Announcements

Tea with a TA

Hang out with the TAs from STA 199! This is a casual conversation and a fun opportunity to meet the members of the STA 199 teaching team. The only rule is these can’t turn into office hours!

Tea with a TA counts as a statistics experience.

  • Matty Pahren, October 2 1p - 2p
    • Click here to sign up. Zoom details will be emailed before the event.
  • Ezinne Nwankwo, October 8, 2:30p - 3:30p
    • Click here to sign up. Zoom details will be emailed before the event.

Zoom poll

Questions from video?

Comparing CLT- & simulation- based inference

What is similar, and what is different, between CLT based test of means vs. simulation based test?

CLT-based inference with Pokemon

library(tidyverse)
library(infer)

We will be using the pokemon dataset, which contains information about 45 randomly selected Pokemon (from all generations). You may load in the dataset with the following code:

pokemon <- read_csv("data/pokemon.csv")

Use the infer package to answer the following exercises.

Exercise 1

Construct and interpret a 95% confidence interval for the mean height in meters (height_m) of Pokemon species by using the Central Limit Theorem.

Exercise 2

The average height of a human is 1.65 meters. Evaluate whether a randomly selected Pokemon species has a different mean height by using the Central Limit Theorem.

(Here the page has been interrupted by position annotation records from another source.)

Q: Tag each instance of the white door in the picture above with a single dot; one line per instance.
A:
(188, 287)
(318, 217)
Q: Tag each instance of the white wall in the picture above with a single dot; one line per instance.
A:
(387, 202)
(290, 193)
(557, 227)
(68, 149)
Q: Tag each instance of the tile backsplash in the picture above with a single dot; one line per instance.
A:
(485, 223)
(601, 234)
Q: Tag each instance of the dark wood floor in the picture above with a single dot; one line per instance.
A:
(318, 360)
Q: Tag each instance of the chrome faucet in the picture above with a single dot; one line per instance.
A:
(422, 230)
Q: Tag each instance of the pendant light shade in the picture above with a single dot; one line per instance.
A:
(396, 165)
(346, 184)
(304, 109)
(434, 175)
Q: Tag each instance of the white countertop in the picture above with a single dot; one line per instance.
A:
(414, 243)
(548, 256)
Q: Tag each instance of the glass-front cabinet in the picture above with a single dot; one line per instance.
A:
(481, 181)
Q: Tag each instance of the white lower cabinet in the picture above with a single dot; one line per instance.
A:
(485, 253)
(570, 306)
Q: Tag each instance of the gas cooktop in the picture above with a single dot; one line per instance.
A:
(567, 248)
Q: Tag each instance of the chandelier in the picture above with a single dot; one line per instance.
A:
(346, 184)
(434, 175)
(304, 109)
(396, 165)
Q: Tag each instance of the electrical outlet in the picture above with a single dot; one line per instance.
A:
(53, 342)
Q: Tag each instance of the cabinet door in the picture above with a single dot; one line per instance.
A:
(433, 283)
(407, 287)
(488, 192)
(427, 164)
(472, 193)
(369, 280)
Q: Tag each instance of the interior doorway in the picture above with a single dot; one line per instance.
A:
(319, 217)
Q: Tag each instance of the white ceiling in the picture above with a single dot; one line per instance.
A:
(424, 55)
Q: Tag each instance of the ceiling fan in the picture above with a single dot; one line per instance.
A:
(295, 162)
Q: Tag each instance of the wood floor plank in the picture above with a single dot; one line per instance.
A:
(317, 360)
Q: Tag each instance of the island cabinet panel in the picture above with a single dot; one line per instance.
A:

In doing so, state your null and alternative hypotheses, the distribution of your test statistic under the null hypothesis, your p-value, decision, and conclusion in context of the research problem.

Exercise 3

Now evaluate whether a randomly-selected Pokemon species has a lower mean height by using the Central Limit Theorem. In doing so, state your null and alternative hypotheses, the distribution of your test statistic under the null hypothesis, your p-value, decision, and conclusion in context of the research problem.

Exercise 4

Suppose the true mean height among Pokemon species is 1.4 meters. In your conclusions from Exercises 2 and 3, did you make the correct decision, a Type 1 error, or a Type 2 error? Explain.